Born 8 October 1841 in Hubbardston, Massachusetts
Died 21 May 1923 in New York (Manhattan), New York
Buried Mosswood Cemetery, Cotuit, Massachusetts
Elected 3 February 1877 at age thirty-five
Archivist’s Note: Father of William Gibbons Morse. His diaries at the Mss Collection of the New-York Historical Society include extensive entries about life and events at the Century.
The active life of James Herbert Morse was devoted to teaching, but his personal interests were absorbed in scholarship and in literature. A graduate of Harvard and a fine classical scholar, he was one of the best Greek scholars within reach of New York. Morse carried on for many years a training school in New York. He had keen personal sympathy with his pupils, and they came to regard him during their school days, and later, as a personal friend. He was keenly interested in citizens’ movements, although a certain sensitiveness of temperament prevented him from taking up any committee work.

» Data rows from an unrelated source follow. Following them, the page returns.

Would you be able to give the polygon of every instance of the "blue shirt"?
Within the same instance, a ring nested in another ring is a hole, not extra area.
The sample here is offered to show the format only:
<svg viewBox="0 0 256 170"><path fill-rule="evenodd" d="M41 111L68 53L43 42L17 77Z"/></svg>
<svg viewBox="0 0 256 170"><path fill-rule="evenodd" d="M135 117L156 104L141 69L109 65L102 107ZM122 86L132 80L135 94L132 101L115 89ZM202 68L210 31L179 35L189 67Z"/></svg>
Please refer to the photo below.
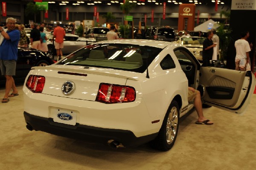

Outside of school hours and entirely apart from that life, he had two absorbing interests; literary work and his friends. He published various articles, poems, essays, reviews, in the Anti-Slavery Standard, Independent, Christian Union, Critic, Commercial Advertiser, Harper’s Monthly, Scribner’s Monthly, and Century Magazine; including some hundreds of contributions, signed and unsigned, to the critical departments. In 1886, G. P. Putnam’s Sons published a volume of his earlier verse, entitled, “Summer Haven Songs.” His favorite literary workshop was at Cotuit, Mass.,—for upwards of forty years his Cape Cod summer home,—where he wrote in a hammock or a tent among the pines, facing the sea. A constant visitor at the Century Club, he rarely missed a meeting even in his later years.